The classical mode, hardly new to the world of fashion, is based on three ancient garments: the chiton, a dress consisting of two rectangular pieces of fabric sewn along the sides and pinned at the top to form shoulders; the peplos, a single piece of fabric curved around the body, fastened at the top with clasps called fibulae, and worn with a cuff made by folding over the topline; and the himation, a scarf, shawl, mantle, or large cloak made from a single rectangular piece of fabric. These three garments are what 1930s fashion designers, including Madame Grès and Madeleine Vionnet, used as inspiration for their modern designs.
The French designer Madeleine Vionnet was best known for introducing the bias cut to the world of fashion. The bias, achieved by cutting or draping cloth on a diagonal, provides an additional elasticity to the fabric. The resulting garments cling to the body and accentuate the natural female form. The wrap-style gown above, photographed by George Hoyningen-Huené, shows a particularly innovative dress design that fuses both the chiton and himation into a single gown. What would have been the himation, or mantle, has morphed into a narrow, continuous piece of cloth, wrapping around the torso and leaving long scarves in back.

Mrs. Francis A. Wyman wearing a short ermine jacket, with unidentified model standing to her right wearing a bias-cut, wrap-style satin gown with fox-trimmed sleeves
Madame Grès was world-renowned for her pleated silk jersey gowns, designed without cutting fabric or pattern-shaping, just as ancient Greeks constructed their garments. Instead, she depended on draping and pleating fabric to achieve her desired effects. In the photograph above, a fashion model is dressed in one of Madame Grès’s handkerchief-weight draped creations and resembles a fluted Greek marble column. A similar dress, pictured below, sheds that linear sculptural iconography of antiquity and takes on more romantic connotations of classicalism when photographed outdoors. In this instance, the wind presses her gown against her body in a way that sensually reveals her feminine contours. And, as if she has materialized out of classical literature, she reaches towards the heavens with an extended arm like a triumphant goddess.
Photography is capable of further alluding to the goddess-figure with dramatic lighting and a natural, timeless-looking landscape, as the image below shows. Here, somewhat voyeuristically, we the viewers are privileged to glimpse a creature of divine female beauty in a private moment, even if only temporarily.
In the 1950s, fashion saw a return to cinched waists, petticoats, and hip padding. Simultaneously, fashion was experiencing a classical revival in dress, reminiscent of 1930s glamour. Madame Grès, who had championed the ability to shape a dress without pattern-cutting, adapted her work to fit the fashionable post–World War II “wasp-waist” silhouette. She did this by simply tacking her intricate pleats to a stiff under-bodice.

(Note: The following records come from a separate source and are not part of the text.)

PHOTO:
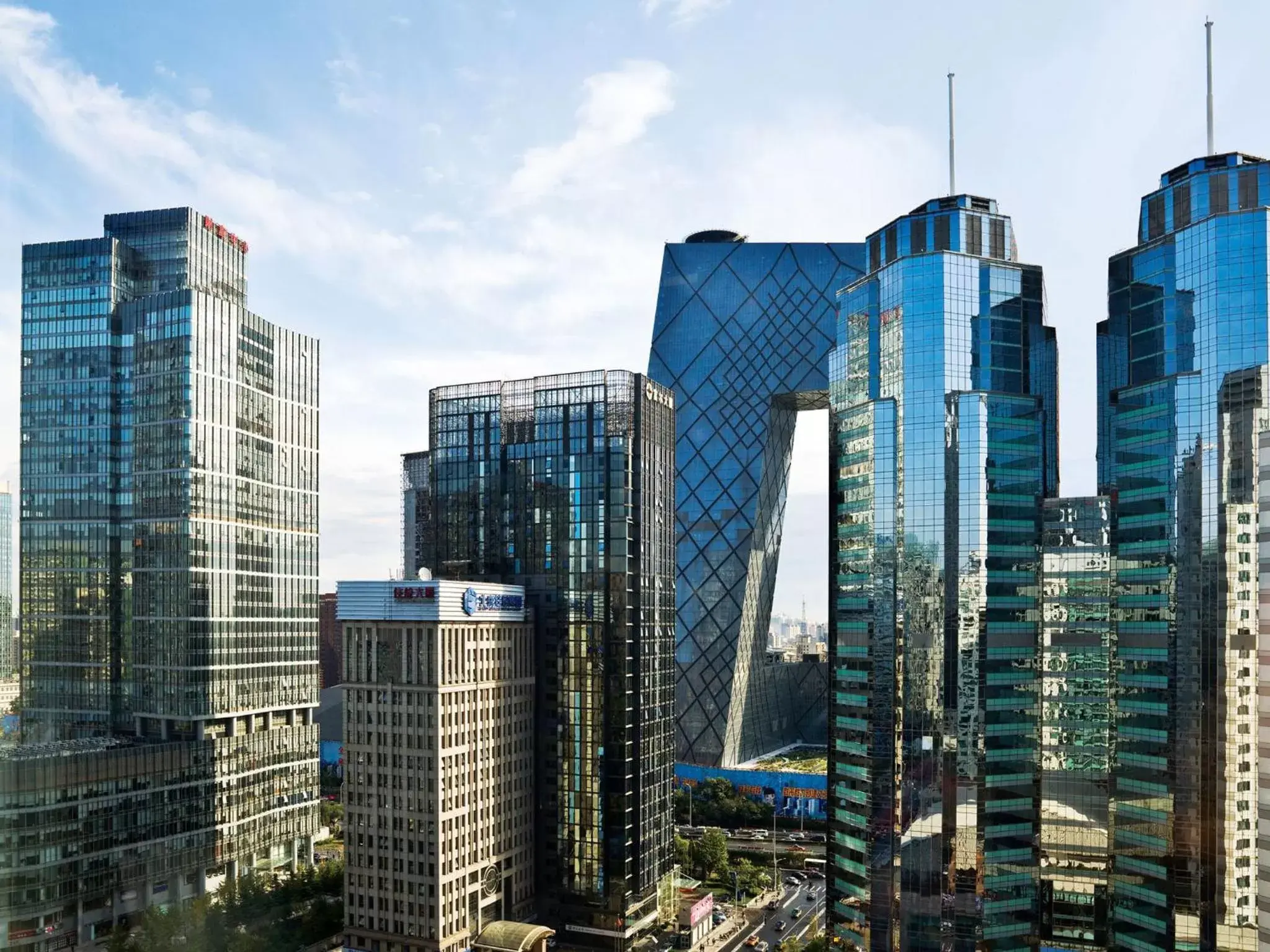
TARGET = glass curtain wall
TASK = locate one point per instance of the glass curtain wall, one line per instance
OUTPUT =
(566, 485)
(1179, 367)
(943, 394)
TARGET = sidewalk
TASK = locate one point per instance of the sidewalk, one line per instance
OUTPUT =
(750, 914)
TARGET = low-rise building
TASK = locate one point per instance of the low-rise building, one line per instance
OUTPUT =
(438, 762)
(696, 910)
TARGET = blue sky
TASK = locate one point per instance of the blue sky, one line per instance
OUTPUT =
(446, 192)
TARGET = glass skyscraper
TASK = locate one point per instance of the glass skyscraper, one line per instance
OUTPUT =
(169, 563)
(1076, 728)
(1181, 395)
(742, 335)
(564, 485)
(8, 663)
(943, 392)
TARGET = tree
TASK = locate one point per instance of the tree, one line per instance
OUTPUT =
(682, 851)
(718, 803)
(681, 805)
(751, 879)
(711, 853)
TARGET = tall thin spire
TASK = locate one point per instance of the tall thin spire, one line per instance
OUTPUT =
(953, 141)
(1208, 43)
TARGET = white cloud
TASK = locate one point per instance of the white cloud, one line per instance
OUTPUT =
(437, 223)
(536, 280)
(683, 13)
(616, 111)
(352, 86)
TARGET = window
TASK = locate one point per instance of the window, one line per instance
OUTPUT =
(943, 230)
(1219, 193)
(1155, 218)
(998, 239)
(974, 235)
(1181, 206)
(1248, 188)
(917, 236)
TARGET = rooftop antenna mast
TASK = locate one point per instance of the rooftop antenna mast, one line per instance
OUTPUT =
(953, 141)
(1208, 43)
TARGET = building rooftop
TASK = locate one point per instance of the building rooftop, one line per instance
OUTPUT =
(511, 937)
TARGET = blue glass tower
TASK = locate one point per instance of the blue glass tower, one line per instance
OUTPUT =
(742, 337)
(1181, 395)
(7, 640)
(943, 391)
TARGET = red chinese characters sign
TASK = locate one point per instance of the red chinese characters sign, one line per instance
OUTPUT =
(223, 232)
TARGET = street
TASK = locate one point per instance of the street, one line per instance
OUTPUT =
(793, 897)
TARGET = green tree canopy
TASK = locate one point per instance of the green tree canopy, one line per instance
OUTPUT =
(711, 853)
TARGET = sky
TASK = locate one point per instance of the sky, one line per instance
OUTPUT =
(448, 192)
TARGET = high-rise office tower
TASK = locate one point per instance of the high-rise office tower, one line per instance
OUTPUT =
(169, 563)
(742, 335)
(438, 754)
(1076, 728)
(415, 513)
(1261, 703)
(943, 392)
(331, 643)
(8, 663)
(566, 485)
(1181, 390)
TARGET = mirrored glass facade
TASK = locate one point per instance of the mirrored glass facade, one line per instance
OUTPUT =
(564, 485)
(1076, 730)
(742, 338)
(943, 391)
(1180, 375)
(169, 550)
(8, 663)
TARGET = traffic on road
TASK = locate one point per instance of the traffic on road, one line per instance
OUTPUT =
(802, 903)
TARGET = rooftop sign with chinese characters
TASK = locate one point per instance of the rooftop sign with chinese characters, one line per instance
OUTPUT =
(430, 601)
(221, 232)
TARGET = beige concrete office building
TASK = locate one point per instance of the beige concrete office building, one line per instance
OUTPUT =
(438, 757)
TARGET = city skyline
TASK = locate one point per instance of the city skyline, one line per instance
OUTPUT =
(473, 183)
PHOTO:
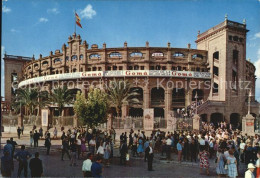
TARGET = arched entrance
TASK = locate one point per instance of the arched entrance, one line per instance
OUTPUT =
(234, 120)
(113, 111)
(139, 91)
(204, 117)
(178, 98)
(157, 96)
(199, 94)
(159, 112)
(74, 92)
(216, 117)
(136, 112)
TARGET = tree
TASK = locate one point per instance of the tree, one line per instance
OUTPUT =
(119, 93)
(28, 98)
(93, 110)
(61, 97)
(80, 106)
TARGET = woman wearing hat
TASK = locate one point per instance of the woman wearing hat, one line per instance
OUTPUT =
(258, 165)
(250, 172)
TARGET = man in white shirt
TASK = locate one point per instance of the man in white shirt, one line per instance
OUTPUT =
(86, 167)
(250, 172)
(241, 151)
(149, 152)
(92, 145)
(168, 147)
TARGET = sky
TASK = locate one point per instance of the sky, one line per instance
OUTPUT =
(34, 27)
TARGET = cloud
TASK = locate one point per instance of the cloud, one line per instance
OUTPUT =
(2, 70)
(2, 52)
(88, 12)
(53, 11)
(257, 35)
(14, 30)
(6, 9)
(257, 64)
(257, 73)
(42, 19)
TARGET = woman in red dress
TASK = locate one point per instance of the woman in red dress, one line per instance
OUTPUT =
(257, 165)
(204, 159)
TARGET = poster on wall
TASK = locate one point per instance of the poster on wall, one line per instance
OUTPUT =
(45, 113)
(171, 121)
(148, 119)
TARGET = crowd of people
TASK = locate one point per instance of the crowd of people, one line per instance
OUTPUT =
(22, 156)
(226, 147)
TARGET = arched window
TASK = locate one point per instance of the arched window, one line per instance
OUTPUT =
(136, 54)
(45, 63)
(92, 56)
(197, 56)
(216, 55)
(158, 67)
(114, 67)
(74, 57)
(215, 88)
(115, 54)
(157, 54)
(81, 57)
(57, 60)
(178, 54)
(235, 38)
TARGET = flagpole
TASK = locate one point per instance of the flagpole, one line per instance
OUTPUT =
(75, 20)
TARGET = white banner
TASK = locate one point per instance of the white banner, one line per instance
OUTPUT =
(148, 119)
(45, 113)
(118, 73)
(171, 121)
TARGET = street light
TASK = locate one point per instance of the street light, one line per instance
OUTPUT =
(196, 97)
(249, 100)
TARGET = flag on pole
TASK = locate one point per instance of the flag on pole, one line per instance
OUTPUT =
(78, 20)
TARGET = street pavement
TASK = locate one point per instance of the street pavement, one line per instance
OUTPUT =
(54, 167)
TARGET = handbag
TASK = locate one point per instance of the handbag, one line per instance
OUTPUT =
(226, 166)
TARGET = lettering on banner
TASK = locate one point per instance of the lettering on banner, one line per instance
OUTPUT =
(45, 113)
(148, 119)
(120, 73)
(171, 121)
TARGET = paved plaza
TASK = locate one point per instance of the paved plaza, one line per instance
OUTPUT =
(54, 167)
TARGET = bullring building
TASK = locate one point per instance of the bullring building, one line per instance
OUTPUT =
(167, 78)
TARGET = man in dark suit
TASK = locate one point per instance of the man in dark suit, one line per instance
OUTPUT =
(36, 166)
(123, 151)
(36, 137)
(149, 153)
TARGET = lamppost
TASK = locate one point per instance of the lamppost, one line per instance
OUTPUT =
(249, 101)
(196, 97)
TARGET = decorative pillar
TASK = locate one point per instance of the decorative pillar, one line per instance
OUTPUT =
(188, 96)
(168, 102)
(196, 122)
(20, 120)
(75, 121)
(146, 98)
(125, 111)
(248, 123)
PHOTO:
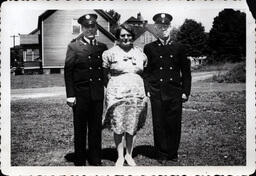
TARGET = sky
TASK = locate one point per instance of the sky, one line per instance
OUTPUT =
(23, 21)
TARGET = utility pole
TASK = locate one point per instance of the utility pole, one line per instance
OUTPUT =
(13, 36)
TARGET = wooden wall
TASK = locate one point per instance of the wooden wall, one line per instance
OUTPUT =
(57, 33)
(144, 39)
(29, 39)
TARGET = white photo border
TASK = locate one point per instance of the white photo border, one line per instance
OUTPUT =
(139, 170)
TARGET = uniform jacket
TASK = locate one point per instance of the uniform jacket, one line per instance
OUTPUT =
(167, 74)
(83, 69)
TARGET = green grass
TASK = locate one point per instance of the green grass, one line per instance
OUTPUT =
(37, 81)
(215, 67)
(213, 131)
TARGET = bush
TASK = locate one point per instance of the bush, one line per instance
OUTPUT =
(236, 75)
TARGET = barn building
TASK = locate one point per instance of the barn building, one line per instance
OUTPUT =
(56, 28)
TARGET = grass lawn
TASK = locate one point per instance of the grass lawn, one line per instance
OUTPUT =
(213, 130)
(37, 81)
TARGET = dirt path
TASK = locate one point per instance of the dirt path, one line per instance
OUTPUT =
(17, 94)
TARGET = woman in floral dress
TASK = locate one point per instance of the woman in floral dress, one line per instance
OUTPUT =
(125, 99)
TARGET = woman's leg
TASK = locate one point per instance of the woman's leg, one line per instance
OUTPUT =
(118, 138)
(129, 147)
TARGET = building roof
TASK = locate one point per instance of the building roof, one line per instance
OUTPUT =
(102, 13)
(34, 31)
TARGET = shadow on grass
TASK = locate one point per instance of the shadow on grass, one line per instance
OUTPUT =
(109, 154)
(144, 150)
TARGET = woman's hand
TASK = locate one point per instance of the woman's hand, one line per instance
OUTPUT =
(184, 98)
(71, 101)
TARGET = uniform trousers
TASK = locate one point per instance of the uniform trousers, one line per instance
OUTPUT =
(87, 119)
(167, 125)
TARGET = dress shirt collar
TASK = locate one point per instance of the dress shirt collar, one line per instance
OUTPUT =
(88, 40)
(166, 42)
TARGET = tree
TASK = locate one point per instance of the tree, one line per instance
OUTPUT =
(192, 34)
(174, 32)
(227, 38)
(115, 20)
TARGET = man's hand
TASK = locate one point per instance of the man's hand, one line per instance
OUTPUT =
(184, 98)
(71, 101)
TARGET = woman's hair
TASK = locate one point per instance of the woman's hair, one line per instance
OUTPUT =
(126, 27)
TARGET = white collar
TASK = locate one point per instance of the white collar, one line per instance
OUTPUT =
(88, 40)
(167, 41)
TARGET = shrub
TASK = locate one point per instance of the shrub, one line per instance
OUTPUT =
(236, 75)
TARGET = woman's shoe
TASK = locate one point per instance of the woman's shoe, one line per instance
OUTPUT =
(120, 161)
(130, 161)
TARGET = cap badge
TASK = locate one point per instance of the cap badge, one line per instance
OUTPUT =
(162, 15)
(87, 17)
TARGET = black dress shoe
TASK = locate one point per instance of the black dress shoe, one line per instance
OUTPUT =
(173, 158)
(95, 163)
(71, 157)
(162, 159)
(80, 163)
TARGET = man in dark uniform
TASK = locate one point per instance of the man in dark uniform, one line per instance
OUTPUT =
(168, 83)
(85, 91)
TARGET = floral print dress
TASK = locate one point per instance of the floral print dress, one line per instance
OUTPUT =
(125, 99)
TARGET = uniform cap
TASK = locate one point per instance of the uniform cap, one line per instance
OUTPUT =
(88, 20)
(162, 18)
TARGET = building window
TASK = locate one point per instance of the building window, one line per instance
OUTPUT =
(31, 55)
(76, 28)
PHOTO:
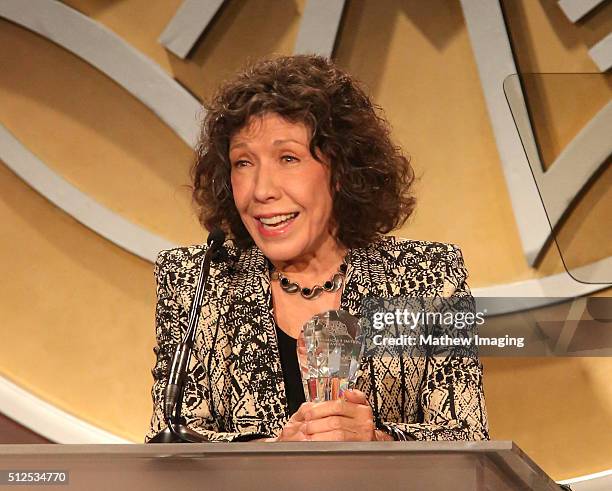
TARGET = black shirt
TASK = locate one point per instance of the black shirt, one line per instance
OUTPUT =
(294, 390)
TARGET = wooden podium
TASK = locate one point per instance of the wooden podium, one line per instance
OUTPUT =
(427, 466)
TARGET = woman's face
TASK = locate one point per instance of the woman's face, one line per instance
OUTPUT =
(280, 190)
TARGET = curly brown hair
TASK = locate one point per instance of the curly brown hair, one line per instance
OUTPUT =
(370, 176)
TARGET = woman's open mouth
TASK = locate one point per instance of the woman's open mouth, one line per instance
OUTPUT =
(277, 224)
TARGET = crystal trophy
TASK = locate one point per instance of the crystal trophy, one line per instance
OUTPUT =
(329, 350)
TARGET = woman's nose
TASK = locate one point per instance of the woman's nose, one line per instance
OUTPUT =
(266, 184)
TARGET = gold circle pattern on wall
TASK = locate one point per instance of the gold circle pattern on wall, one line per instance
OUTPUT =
(86, 307)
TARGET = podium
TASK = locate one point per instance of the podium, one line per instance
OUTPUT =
(429, 466)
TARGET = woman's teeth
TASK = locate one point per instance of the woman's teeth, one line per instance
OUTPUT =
(277, 220)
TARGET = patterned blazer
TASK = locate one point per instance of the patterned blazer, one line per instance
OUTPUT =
(235, 388)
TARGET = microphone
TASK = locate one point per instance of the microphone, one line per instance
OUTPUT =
(173, 396)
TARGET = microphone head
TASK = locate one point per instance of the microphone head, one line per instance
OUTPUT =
(216, 238)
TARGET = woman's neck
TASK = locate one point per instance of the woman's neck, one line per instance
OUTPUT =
(314, 267)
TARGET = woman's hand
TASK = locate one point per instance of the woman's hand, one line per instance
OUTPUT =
(292, 431)
(349, 419)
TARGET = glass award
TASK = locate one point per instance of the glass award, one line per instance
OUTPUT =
(329, 350)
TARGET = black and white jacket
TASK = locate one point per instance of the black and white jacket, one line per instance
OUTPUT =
(235, 388)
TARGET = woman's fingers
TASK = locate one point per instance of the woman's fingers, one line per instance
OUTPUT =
(339, 407)
(356, 397)
(360, 427)
(300, 414)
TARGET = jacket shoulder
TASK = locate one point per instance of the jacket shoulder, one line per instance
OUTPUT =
(427, 249)
(185, 258)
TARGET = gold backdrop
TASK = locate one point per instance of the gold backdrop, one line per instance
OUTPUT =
(77, 311)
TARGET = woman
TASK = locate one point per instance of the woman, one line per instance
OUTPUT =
(295, 164)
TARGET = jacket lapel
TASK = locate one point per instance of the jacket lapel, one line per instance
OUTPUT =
(255, 360)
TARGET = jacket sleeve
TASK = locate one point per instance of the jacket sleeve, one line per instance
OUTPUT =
(171, 320)
(451, 395)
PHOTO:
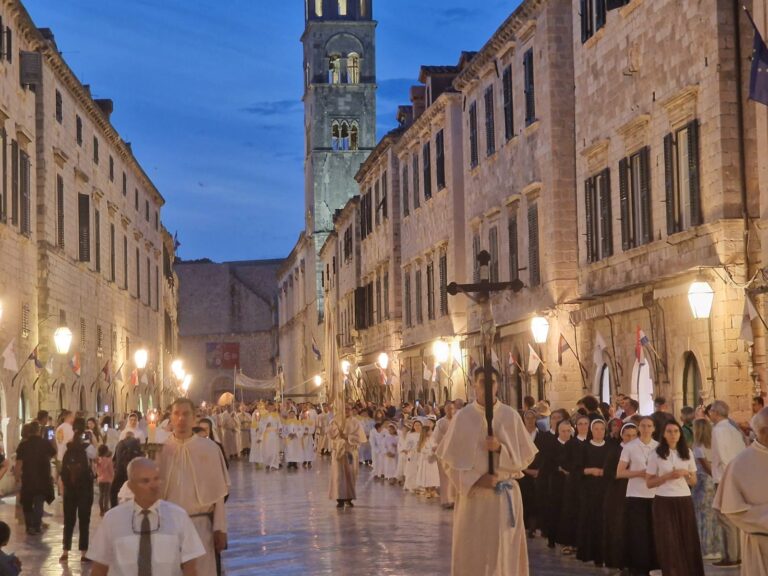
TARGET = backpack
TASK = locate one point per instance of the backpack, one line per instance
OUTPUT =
(75, 468)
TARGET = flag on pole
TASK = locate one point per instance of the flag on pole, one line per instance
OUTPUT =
(600, 347)
(316, 350)
(533, 360)
(74, 363)
(9, 357)
(36, 358)
(749, 314)
(758, 78)
(562, 348)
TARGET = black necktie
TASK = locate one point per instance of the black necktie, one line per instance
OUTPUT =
(145, 546)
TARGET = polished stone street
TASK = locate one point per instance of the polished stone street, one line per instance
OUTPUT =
(283, 524)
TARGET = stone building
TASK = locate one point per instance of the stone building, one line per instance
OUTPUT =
(340, 131)
(519, 204)
(82, 230)
(227, 322)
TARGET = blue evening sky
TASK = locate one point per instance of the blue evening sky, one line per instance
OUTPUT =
(209, 94)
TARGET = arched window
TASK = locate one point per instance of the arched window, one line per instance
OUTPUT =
(354, 137)
(334, 69)
(691, 381)
(353, 68)
(335, 137)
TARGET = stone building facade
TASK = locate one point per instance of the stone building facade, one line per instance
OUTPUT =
(83, 229)
(227, 322)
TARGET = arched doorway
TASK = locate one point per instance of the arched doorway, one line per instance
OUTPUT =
(605, 384)
(691, 380)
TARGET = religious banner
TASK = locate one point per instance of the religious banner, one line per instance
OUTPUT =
(222, 355)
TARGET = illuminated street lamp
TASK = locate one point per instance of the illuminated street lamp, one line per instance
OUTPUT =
(140, 357)
(62, 338)
(700, 297)
(540, 329)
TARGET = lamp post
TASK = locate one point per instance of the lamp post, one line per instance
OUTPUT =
(700, 297)
(481, 294)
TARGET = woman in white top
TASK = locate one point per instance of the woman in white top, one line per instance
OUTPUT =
(671, 472)
(638, 510)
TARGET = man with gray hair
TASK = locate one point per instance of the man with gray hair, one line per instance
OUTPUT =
(727, 443)
(145, 536)
(742, 497)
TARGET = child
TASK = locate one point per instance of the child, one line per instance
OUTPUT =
(9, 564)
(105, 475)
(428, 476)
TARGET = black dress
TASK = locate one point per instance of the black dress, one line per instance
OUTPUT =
(569, 517)
(592, 495)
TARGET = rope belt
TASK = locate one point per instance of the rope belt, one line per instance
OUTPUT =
(506, 487)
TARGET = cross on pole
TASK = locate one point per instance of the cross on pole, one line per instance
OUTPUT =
(480, 293)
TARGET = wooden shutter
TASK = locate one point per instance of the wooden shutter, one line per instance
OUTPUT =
(669, 184)
(626, 228)
(533, 245)
(606, 219)
(645, 194)
(694, 177)
(590, 223)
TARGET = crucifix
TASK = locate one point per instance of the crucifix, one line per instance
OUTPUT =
(480, 293)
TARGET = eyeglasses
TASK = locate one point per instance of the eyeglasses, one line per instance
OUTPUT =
(138, 515)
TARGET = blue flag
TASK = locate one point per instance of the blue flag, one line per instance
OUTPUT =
(758, 80)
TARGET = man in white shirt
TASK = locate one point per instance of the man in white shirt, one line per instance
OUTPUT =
(145, 536)
(727, 443)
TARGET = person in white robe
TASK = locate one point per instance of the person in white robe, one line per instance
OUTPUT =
(743, 498)
(488, 531)
(195, 477)
(346, 435)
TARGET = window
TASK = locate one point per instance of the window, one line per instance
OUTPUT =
(431, 291)
(597, 205)
(681, 175)
(514, 262)
(404, 182)
(534, 271)
(416, 187)
(417, 296)
(60, 212)
(426, 154)
(473, 155)
(407, 297)
(440, 159)
(84, 227)
(593, 13)
(509, 122)
(353, 68)
(59, 108)
(493, 248)
(490, 123)
(530, 92)
(635, 199)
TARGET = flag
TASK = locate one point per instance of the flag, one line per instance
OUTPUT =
(758, 78)
(562, 348)
(74, 363)
(107, 373)
(316, 350)
(749, 314)
(533, 360)
(9, 357)
(36, 359)
(600, 346)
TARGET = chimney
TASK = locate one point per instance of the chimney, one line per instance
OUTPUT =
(417, 100)
(106, 106)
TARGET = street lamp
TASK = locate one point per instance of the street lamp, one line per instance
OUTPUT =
(62, 338)
(540, 329)
(140, 357)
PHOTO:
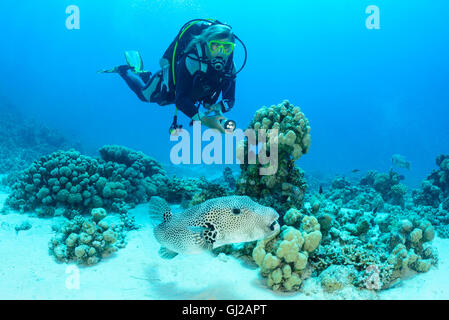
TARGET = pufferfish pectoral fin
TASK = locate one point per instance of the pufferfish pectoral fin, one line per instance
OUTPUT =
(165, 253)
(203, 237)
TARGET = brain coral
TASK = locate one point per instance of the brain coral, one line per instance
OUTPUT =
(284, 258)
(74, 181)
(85, 241)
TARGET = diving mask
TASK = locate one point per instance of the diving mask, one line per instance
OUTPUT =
(226, 47)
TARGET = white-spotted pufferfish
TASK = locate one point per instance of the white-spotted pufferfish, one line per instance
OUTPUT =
(211, 224)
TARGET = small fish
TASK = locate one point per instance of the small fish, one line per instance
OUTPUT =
(211, 224)
(399, 161)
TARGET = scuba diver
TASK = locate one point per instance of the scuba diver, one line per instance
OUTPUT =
(196, 68)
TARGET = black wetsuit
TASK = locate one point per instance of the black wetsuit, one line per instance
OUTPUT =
(190, 89)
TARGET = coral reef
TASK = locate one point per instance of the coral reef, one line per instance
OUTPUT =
(86, 240)
(77, 182)
(388, 185)
(382, 247)
(435, 188)
(284, 258)
(286, 187)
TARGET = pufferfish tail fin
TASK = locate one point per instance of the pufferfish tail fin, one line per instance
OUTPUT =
(159, 210)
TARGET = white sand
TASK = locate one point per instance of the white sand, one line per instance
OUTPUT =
(27, 271)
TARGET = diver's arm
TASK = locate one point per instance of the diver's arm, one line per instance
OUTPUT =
(184, 86)
(135, 82)
(229, 94)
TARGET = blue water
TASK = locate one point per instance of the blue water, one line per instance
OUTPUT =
(367, 93)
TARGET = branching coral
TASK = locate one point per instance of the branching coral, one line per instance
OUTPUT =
(286, 187)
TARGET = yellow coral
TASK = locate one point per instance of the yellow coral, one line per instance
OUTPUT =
(312, 240)
(291, 216)
(292, 234)
(270, 262)
(292, 282)
(310, 223)
(288, 250)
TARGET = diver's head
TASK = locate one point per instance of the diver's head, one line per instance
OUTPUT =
(218, 41)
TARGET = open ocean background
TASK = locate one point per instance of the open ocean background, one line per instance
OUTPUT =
(368, 94)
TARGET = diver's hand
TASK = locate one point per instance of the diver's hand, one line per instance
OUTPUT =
(213, 122)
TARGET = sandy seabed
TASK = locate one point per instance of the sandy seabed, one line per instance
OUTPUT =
(28, 271)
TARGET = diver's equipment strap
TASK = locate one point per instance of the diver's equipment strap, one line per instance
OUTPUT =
(165, 66)
(203, 66)
(134, 60)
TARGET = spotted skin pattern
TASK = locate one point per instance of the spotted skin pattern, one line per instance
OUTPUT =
(214, 223)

Model wearing white chiffon dress, banded at the waist to convey classical girdle techniques, and worn with mantle by Gunther Jaeckel

Model posing in the Metropolitan Museum’s Temple of Dendur, wearing an Egyptian-inspired beige dinner dress by Omar Kiam
The 1960s heralded an exciting time. As never before, sexual freedom and the civil rights movement pushed art, music, fashion, and society to the limits. And for the first time, designers were creating looks that matched young people’s enthusiasm. Vogue was bursting with brightly colored pages showing miniskirts, ultra-miniskirts, transparent PVC clothing, topless bathing suits, and sheer chiffon confections. As seen in the photographs below, women’s easier attitude toward nudity helped transform these much-reduced versions of the himation into a teasing, taunting garment of love and seduction.